Burying the Dead Amid Chaos and Crisis in Venezuela

Caridad

A funeral parlor in the city of Barquisimeto, Lara, Venezuela.

HAVANA TIMES – Mr. Jose Manuel was 93 years old and in very good health. He lived on a mountain in Venezuela’s Lara State, and he couldn’t help leaving this world when he was visiting one of his children in the city.

Jose Manuel’s good health wasn’t linked in any way to him or his children having a great deal of money. We already know that people consumed a lot less chemicals 50 years ago than we do nowadays, hidden even on the skins of fruit and vegetables. In fact, money was the one thing that his family didn’t have very much of.

That’s why his unexpected death became the stuff of stories, an eschatological anecdote or tragicomedy in true Tomas Gutierrez Alea-style from his film Guantanamera.

If it’s become a real odyssey for millions of Venezuelans to eat a meal or two a day in recent years; funeral services have led to many falling into debt and have made it impossible for others to bury their dead.

I’d opt for cremation, but that’s also expensive and chaotic like everything else in this country right now.

Jose Manuel’s family didn’t have the money for a cremation or a tomb. Not even for the coffin. But, on top of all of this, they didn’t have any way to get a death certificate for the deceased because of bureaucratic hurdles and the government’s lack of understanding in these matters. It’s something that hospitals and funeral homes take care of.

As since he didn’t pass away in a hospital, it was a waste of time to request one; and because they didn’t have any money to pay a funeral home… they couldn’t turn to the home to get the certificate made. Without this certificate, they couldn’t move Jose Manuel’s body to the mountain either, to his home.
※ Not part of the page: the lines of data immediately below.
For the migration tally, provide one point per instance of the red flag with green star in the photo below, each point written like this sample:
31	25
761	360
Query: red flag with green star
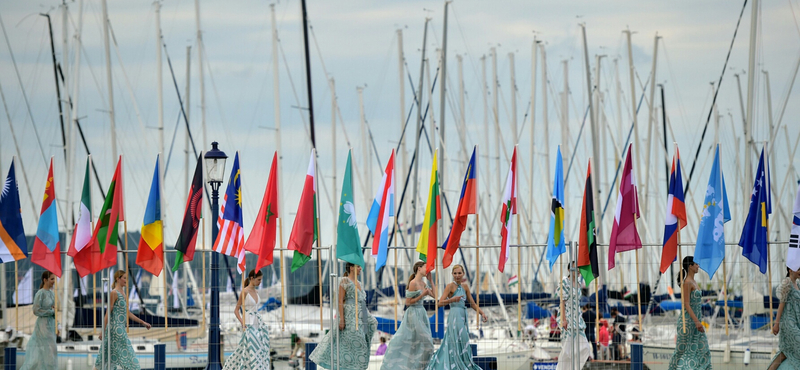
262	237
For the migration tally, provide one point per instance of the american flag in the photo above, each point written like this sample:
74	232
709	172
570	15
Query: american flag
230	239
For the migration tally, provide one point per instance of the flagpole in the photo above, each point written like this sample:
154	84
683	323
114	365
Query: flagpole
127	305
280	247
203	257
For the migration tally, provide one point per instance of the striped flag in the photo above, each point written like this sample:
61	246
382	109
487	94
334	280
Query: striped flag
47	245
676	214
13	246
509	210
428	239
230	239
378	218
150	254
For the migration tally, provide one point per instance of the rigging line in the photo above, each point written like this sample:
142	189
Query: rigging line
24	94
714	101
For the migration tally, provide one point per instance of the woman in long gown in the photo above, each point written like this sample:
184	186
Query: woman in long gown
691	347
573	327
40	352
253	349
412	346
455	353
115	321
353	346
787	324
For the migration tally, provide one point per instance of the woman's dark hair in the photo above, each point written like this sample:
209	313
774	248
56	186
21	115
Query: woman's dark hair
687	262
47	274
348	267
414	269
252	275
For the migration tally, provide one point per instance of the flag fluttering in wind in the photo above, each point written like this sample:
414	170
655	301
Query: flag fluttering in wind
555	238
101	252
230	239
587	242
304	230
82	234
508	211
676	214
428	239
192	213
754	232
262	237
378	218
793	254
348	243
710	249
47	245
13	246
150	254
624	236
467	205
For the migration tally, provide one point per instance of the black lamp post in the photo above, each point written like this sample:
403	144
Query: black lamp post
215	170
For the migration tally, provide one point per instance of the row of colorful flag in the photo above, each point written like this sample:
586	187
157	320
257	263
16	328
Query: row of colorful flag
96	249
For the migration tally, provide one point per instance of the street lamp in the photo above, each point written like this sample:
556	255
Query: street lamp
215	171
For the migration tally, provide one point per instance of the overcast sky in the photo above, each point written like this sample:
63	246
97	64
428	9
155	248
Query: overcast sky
356	43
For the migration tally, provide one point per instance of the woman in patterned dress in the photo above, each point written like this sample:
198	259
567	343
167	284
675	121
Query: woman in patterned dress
787	324
40	352
253	349
455	353
121	354
573	327
412	346
691	347
353	346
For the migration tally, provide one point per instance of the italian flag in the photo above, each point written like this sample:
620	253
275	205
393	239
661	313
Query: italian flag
304	230
508	211
428	240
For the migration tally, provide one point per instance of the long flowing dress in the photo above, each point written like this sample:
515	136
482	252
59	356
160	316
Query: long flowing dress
253	349
789	335
353	345
576	330
40	352
412	346
122	354
691	348
455	352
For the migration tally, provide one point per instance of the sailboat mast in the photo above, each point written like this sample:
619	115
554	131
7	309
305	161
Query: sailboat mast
420	92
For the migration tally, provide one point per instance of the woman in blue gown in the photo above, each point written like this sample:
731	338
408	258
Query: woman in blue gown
40	352
455	353
121	352
691	348
412	346
787	324
353	343
253	349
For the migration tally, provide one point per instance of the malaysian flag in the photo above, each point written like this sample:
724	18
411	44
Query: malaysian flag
230	239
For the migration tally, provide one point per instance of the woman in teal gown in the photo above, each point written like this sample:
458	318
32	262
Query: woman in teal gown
253	349
787	324
412	346
40	352
455	353
115	321
353	346
691	347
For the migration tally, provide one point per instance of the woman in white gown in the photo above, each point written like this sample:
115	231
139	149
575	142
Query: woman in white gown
253	349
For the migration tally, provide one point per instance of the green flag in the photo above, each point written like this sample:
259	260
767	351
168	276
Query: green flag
348	244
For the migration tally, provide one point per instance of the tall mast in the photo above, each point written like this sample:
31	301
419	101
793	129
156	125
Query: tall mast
416	132
751	76
200	68
110	85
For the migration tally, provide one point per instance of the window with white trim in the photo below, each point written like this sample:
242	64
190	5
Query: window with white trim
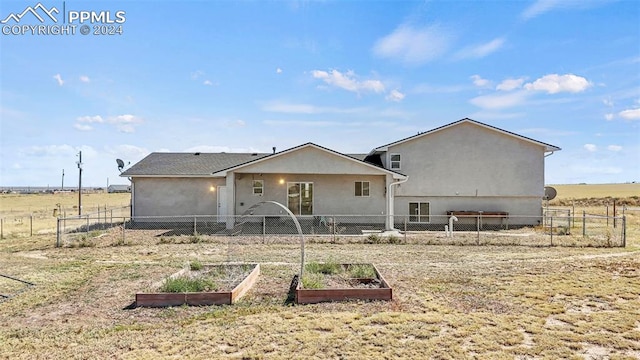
258	187
362	188
419	212
394	162
300	198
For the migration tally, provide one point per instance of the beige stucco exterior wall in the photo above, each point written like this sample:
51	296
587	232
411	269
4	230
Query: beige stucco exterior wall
332	194
469	167
309	160
175	196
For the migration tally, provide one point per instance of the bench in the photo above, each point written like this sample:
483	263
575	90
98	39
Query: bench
502	215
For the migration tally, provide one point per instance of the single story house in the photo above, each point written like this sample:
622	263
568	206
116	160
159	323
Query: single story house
118	189
463	166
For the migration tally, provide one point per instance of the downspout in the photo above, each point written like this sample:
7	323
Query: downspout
390	204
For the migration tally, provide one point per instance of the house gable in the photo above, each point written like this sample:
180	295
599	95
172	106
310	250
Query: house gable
547	147
470	160
310	159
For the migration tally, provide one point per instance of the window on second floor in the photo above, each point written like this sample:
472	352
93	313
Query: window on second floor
394	164
258	187
362	188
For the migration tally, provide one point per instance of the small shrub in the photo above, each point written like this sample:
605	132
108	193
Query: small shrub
186	284
195	265
166	240
372	239
195	238
330	267
362	271
313	281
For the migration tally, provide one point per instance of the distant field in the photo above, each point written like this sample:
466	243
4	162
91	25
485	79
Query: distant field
575	191
12	204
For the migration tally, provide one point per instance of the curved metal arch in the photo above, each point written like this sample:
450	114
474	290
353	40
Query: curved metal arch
295	221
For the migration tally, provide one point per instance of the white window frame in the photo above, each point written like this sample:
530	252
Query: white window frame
261	187
391	162
299	183
420	216
362	189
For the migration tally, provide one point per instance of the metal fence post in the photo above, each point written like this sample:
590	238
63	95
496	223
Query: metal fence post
478	230
624	231
405	229
551	228
58	232
333	230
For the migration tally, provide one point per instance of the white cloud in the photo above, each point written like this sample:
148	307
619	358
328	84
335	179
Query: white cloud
90	119
58	78
126	128
124	123
554	83
542	6
83	127
479	81
288	108
127	152
510	84
50	150
630	114
413	45
125	119
197	74
480	50
590	147
395	95
348	81
539	7
500	101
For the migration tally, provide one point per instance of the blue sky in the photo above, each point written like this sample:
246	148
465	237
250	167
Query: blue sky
351	76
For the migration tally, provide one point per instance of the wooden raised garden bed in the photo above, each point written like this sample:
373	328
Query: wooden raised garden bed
225	284
342	286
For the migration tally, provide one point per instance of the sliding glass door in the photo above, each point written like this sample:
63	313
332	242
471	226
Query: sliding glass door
300	198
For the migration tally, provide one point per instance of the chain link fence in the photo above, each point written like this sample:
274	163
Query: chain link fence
45	221
551	229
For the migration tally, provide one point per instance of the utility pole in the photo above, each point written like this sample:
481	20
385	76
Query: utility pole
80	183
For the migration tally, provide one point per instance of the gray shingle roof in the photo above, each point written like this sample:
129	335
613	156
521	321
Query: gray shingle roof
188	164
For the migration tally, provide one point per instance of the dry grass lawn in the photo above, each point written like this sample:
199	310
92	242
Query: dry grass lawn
566	192
450	302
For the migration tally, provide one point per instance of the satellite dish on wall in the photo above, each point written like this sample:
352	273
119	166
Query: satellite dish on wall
549	193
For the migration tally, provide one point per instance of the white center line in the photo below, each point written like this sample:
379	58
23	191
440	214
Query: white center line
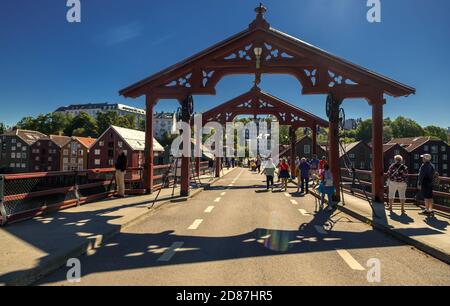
171	251
348	258
303	212
196	224
209	209
320	230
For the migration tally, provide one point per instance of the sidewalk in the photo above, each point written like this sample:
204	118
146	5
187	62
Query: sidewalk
36	247
430	235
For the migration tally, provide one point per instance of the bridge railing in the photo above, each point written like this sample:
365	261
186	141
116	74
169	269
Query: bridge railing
441	195
23	196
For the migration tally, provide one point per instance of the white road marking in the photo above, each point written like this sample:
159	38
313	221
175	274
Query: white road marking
320	230
304	212
171	251
209	209
348	258
196	224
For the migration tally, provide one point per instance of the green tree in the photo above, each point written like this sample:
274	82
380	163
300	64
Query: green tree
364	130
27	123
104	120
83	125
404	127
437	132
388	134
57	123
167	139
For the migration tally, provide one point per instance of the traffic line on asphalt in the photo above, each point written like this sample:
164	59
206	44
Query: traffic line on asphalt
209	209
348	258
196	224
170	251
320	230
304	212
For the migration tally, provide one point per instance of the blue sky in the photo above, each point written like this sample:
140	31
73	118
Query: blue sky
45	62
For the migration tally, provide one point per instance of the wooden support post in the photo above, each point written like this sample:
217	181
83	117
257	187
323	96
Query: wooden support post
333	154
149	154
218	166
314	139
197	166
293	150
377	150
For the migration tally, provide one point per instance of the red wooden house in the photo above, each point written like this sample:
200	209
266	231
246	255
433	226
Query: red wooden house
105	150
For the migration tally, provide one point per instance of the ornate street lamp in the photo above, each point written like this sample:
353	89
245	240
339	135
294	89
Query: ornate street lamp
258	53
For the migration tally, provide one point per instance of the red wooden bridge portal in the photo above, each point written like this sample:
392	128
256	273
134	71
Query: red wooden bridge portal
261	49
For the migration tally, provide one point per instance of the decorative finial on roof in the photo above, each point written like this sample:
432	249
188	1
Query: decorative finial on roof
260	22
260	10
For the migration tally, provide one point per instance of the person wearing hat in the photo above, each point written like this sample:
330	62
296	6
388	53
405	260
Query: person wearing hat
398	177
425	183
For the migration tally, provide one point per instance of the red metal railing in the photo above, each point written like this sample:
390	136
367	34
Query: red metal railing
441	196
24	196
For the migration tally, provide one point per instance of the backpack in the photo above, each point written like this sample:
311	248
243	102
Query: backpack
436	179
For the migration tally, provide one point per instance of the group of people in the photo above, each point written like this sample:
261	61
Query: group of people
305	170
319	172
398	183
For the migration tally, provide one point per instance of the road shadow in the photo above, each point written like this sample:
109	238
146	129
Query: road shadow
131	251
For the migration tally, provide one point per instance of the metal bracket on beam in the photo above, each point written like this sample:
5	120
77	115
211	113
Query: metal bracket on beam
2	205
76	189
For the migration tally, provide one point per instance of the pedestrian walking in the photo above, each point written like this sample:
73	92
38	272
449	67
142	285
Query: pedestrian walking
284	174
397	182
304	169
315	169
121	167
326	186
211	166
425	183
269	171
258	164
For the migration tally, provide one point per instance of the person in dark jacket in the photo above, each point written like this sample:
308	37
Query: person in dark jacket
425	183
121	167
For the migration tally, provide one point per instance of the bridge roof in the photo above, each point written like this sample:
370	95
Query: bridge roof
260	33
They didn’t want to take him back to the mountain because it was his dying wish. The only solution the family found was to bury him in his yard, like many Venezuelans are doing right now. However, it’s hard to find an affordable yard in the heart of the city to do this.

So, they decided to leave for the mountain.

But, after managing to sort out the form of transport (which was hard enough as it is), they realized that they would all go to jail at the first National Guard checkpoint on the road, for homicide or illegally trafficking a dead body.

Once again, the death certificate was crucial.

They had no other choice but to dress up Jose Manuel and make him look like he was still alive. They put a bible in his hands, a pair of reading glasses on (even though he didn’t need them in this life), and they sat him on the backseat of the car, with his legs crossed and a lot of ice behind his back and under his buttocks (Lara is unbearably hot at this time of year). That’s how they slowly made their way to his home, to the yard where they buried him, trying not to draw attention to themselves.

Luckily, none of the country’s glorious military, who guard some stretches of the highway, were suspicious enough to discover the lie. If they had, the story of Jose Manuel and his family would have been a touch more morbid.

Is there no end in sight? Will people continue to bury their dead as best they can? Do the people ruling this country know that cemeteries weren’t invented just because it was nice to bury the dead there?

Caridad

Caridad: If I had the chance to choose what my next life would be like, I’d like to be water. If I had the chance to eliminate a worst aspect of the world I would erase fear. Of all the human feelings I most like I prefer friendship. I was born in the year of the first Congress of the Cuban Communist Party, the day that Gay Pride is celebrated around the world. I no longer live on the east side of Havana; I’m trying to make a go of it in Caracas, and I continue to defend my right to do what I want and not what society expects of me.